Three years ago, Laine Hardy tasted superstardom by winning American Idol. Last week, the 21-year-old landed in the headlines for a different reason.
A college student in Hardy’s home state, Louisiana, looked under her dormitory bed, found a hidden audio recording device and told police she feared the musician planted it there.
After police in Baton Rouge said they found evidence backing up the woman’s suspicion, Hardy was jailed Friday on one count of interception of oral communication. He has since posted a $5,000 bond for his release pending the outcome of the case.
In a statement, Hardy did not confirm or deny the allegation but said he was being “fully cooperative”.
“I have the utmost respect for the law and will assist in their investigation as needed moving forward,” the statement said.
Police did not name the woman.
Hardy, a guitar player and vocalist from Livingston Parish in south-east Louisiana, captured national attention when he won the 17th season of American Idol in May 2019.
Performances of Home, by fellow Louisianan Marc Broussard, Jambalaya (On the Bayou) by Hank Williams and Bring It On Home to Me by Sam Cooke catapulted him to victory when he was just 17.
In court documents filed last week, police said Hardy dated a student at Louisiana State University (LSU) in Baton Rouge for about four months beginning in November 2021.
The student began to suspect that Hardy – who does not attend LSU – was spying on her when she determined he knew what she had done during Christmas break though she had never told him, police said.
The student also purportedly found a fake Instagram account linked to Hardy she believed he was using to cover up his illegal surveillance.
She eventually confronted Hardy, who said he left a “bug” in her room that he had since thrown into a pond, police said. Allegedly, Hardy later put his confession in writing in a social media message the woman ultimately provided to confers.
Police said the woman decided to report Hardy after she and her roommate found what appeared to be a phone charger under her bunk on the night of 6 April.
The woman used Google to determine the device was actually a voice-activated recorder like the one Hardy is alleged to have claimed to have thrown in a pond.
The woman called police at the university the following day and turned the device over to officers who downloaded its contents, investigators said in court documents.

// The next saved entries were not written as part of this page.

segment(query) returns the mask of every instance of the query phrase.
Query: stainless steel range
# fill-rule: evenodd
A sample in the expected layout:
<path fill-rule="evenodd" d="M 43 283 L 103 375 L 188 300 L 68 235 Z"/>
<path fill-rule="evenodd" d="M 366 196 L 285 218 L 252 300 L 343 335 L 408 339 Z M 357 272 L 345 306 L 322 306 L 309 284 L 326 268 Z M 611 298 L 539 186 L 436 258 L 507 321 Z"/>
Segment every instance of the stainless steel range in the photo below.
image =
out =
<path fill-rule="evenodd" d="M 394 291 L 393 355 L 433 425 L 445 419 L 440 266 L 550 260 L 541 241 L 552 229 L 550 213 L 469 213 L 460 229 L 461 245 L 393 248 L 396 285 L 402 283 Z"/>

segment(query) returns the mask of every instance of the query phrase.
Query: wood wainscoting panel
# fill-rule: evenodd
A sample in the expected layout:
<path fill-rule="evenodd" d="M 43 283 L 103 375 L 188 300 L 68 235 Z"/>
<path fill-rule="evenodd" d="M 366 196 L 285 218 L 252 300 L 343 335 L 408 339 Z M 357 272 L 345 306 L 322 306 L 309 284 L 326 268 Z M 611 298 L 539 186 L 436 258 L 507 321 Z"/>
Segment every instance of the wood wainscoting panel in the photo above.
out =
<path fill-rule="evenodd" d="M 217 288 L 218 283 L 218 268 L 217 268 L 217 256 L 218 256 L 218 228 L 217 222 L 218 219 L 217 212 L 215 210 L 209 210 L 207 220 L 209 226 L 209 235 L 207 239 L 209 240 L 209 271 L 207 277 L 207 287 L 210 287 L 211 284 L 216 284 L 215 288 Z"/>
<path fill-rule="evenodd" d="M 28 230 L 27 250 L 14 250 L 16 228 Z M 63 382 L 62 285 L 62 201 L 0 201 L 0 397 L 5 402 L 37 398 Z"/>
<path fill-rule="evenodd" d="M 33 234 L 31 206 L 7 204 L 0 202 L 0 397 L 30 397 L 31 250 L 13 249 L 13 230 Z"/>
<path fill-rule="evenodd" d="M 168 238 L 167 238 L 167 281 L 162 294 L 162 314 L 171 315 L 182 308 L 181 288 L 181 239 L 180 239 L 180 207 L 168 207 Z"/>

Police alleged that officers heard Hardy’s “very distinguishable voice” as well as repeated mentions of the name “Laine” on one file, as he apparently brought the device into the dormitory room.
Other recordings – which were made over a 10-day period beginning on 10 February – appear to capture Hardy leaving the room and the woman “having very candid conversations with her roommates”, police said in the court records.
The recordings suggest Hardy at one point picked up the device and took it to a place where he spoke with another man about feeding a dog, police said. He then allegedly returned the device to the room, where it allegedly captured the woman talking to her mother about breaking up with Hardy.
On one of the last recordings on the device, police said, the woman is overheard telling someone she doesn’t know if the “bug is still in her room”.
In Louisiana, at least one person participating in a conversation must provide consent for it to be legally recorded.
Anyone in the state convicted of illegally intercepting someone else’s communications with a third party can face between two and 10 years in prison and a maximum fine of $10,000.